The backlash to President Donald Trump’s announcement of steep tariffs on steel and aluminum was swift and angry from some of the United States’ most important trading partners — and top U.S. allies are pledging to retaliate if necessary.

Trump said Thursday that his administration will impose a 25-percent tariff on steel imports and a 10-percent tariff on aluminum imports as early as next week in order to boost domestic manufacturers.

It’s not yet clear whether some key U.S. trading partners will be exempt — which means even the European Union and Canada, the largest supplier of steel to the U.S., could get hit with the new duties.

The EU and Canada both expressed their opposition to the new tariffs shortly after they were announced, and said they weren’t afraid to retaliate.

“We will not sit idly while our industry is hit with unfair measures that put thousands of European jobs at risk,” European Commission President Jean-Claude Juncker said in a statement.

Juncker said the EU will “react firmly and commensurately,” and will develop a plan to retaliate, per World Trade Organization rules, “in the next few days.” Steel industry groups in Europe came out in support of that move on Thursday.

“The EU must respond decisively to U.S. punitive tariffs, which endanger thousands of jobs in Europe,” said German Foreign Minister Sigmar Gabriel. “There should be no doubt about that in Washington.”

The British government said in a statement that it was “particularly concerned” about new trade barriers, and said countries must work together to solve problems of overcapacity.

Canada, meanwhile, said that any trade restrictions on Canadian steel and aluminum would be “absolutely unacceptable.”

“Should restrictions be imposed on Canadian steel and aluminum products, Canada will take responsive measures to defend its trade interests and workers,” Canadian Foreign Minister Chrystia Freeland said in a statement.

U.S. trading partners are worried first and foremost about how the sizable taxes will affect demand for their steel and aluminum exports.

“This announcement is disappointing,” Australian Trade Minister Steven Ciobo told reporters on Friday. “An imposition of a tariff like this will do nothing other than distort trade, and ultimately … will lead to a loss of jobs.”

Australia’s share of the U.S. steel and aluminum markets is worth around $550 million in total, Ciobo said. He said Australia is pushing for the Trump administration to exempt it from the new tariffs.

South Korea, a key U.S. ally that shipped 3.6 million tons of steel products to the U.S. in 2017, said it would continue to talk to the Trump administration in hopes of minimizing damage to its economy.

Affected countries aren’t likely to take a big economic hit lying down.

“This is the opening salvo in a trade war. The countries we deal with are not going to sit there and take this,” said Phil Levy, senior fellow at the Chicago Council on Global Affairs, and a former White House economist under former President George W. Bush.

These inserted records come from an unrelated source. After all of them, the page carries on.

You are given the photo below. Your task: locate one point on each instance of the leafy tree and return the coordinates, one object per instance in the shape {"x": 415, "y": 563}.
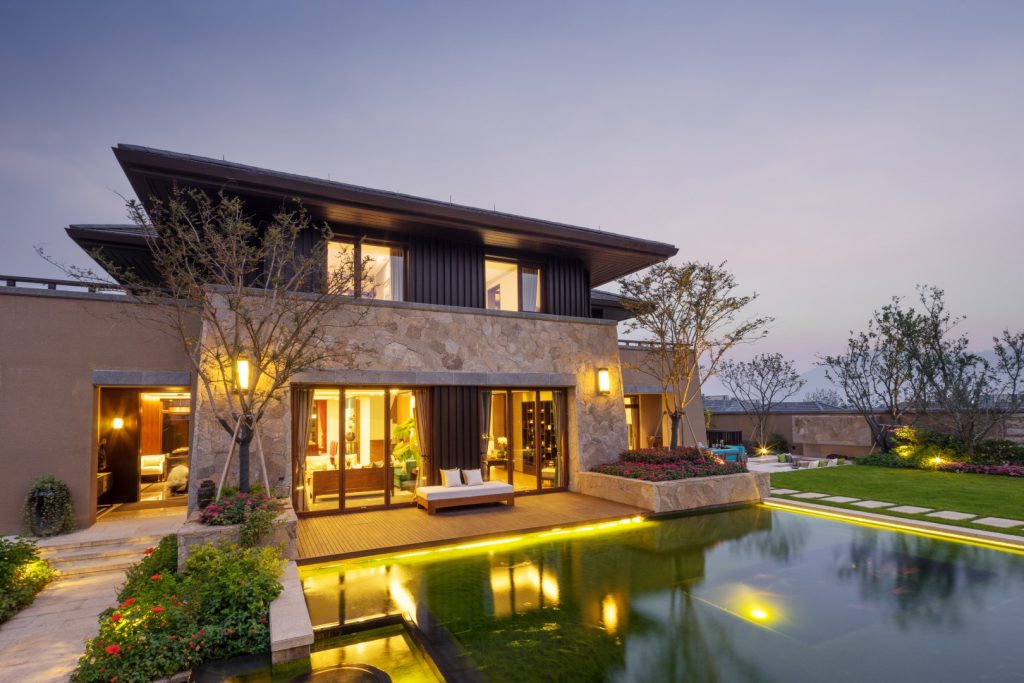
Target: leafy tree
{"x": 971, "y": 393}
{"x": 691, "y": 318}
{"x": 878, "y": 372}
{"x": 760, "y": 384}
{"x": 254, "y": 292}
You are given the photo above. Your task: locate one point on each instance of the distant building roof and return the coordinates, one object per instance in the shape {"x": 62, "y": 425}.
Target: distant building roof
{"x": 725, "y": 406}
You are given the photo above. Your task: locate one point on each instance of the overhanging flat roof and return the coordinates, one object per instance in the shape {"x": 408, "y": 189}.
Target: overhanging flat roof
{"x": 608, "y": 256}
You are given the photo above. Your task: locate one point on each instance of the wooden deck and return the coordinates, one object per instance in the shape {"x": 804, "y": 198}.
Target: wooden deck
{"x": 338, "y": 537}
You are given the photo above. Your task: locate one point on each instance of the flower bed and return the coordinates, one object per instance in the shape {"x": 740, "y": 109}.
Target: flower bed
{"x": 1000, "y": 470}
{"x": 23, "y": 574}
{"x": 664, "y": 480}
{"x": 168, "y": 622}
{"x": 666, "y": 465}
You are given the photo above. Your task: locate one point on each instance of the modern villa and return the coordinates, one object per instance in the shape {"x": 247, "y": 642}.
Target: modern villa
{"x": 484, "y": 342}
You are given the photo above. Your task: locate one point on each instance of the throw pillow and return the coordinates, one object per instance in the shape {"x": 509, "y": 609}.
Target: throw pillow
{"x": 451, "y": 478}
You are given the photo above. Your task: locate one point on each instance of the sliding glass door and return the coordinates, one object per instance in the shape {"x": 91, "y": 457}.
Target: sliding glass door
{"x": 359, "y": 447}
{"x": 523, "y": 432}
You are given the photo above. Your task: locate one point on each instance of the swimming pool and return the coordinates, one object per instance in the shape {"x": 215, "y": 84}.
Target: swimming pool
{"x": 752, "y": 594}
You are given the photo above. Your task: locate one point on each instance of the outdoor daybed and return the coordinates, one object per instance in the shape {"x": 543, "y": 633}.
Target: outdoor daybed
{"x": 434, "y": 498}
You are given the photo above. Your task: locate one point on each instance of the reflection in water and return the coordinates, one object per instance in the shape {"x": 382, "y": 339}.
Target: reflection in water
{"x": 744, "y": 595}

Countries are also taking issue with the method the U.S. is using for the trade measures.

Trump will implement the tariffs under Section 232 of the Trade Expansion Act, a little-known trade law from 1962. To do that, Trump must claim that steel and aluminum imports hurt the country’s national security.

Critics say that justification is a stretch and makes a mockery of international trade rules.

“It is entirely inappropriate to view any trade with Canada as a national security threat to the United States,” Freeland said in Canada’s statement.

International trade experts believe that the policy mechanism behind the president’s decision will make it easier for other countries to enact tit-for-tat tariffs in the name of national security.

“It opens up a Pandora’s box for how trading partners might respond,” said Chad Bown, senior fellow at the Peterson Institute for International Economics.

He added: “Retaliation would harm American companies, farmers, and workers that export and who — as innocent bystanders — have nothing to do with steel or aluminum.”

It’s not yet clear which U.S. industries would be at risk. American agricultural exports, like soybeans, are thought to be particularly exposed.

China has not yet weighed in on the tariffs but expressed its strong opposition when the Commerce Department released its proposals last month.

At the time, the Chinese Commerce Ministry voiced “strong dissatisfaction” with the proposed tariffs, and said they would “[aggravate] the global trade environment.”

The U.S. imports the most steel — 16 percent — from Canada. It imports 13 percent from Brazil, 10 percent from South Korea, 9 percent from Mexico and 9 percent from Russia, according to a Department of Commerce report from December 2017. China clocks in at number 11.

In terms of value, Canada, South Korea and Mexico are the top three exporters to the US.

The top five countries from which the United States imported aluminum in 2017 were Canada, China, Russia, the United Arab Emirates and Bahrain, according to Panjiva, a global trade research firm recently acquired by S&P Global.

— Qiaoqiao Yu contributed to this report.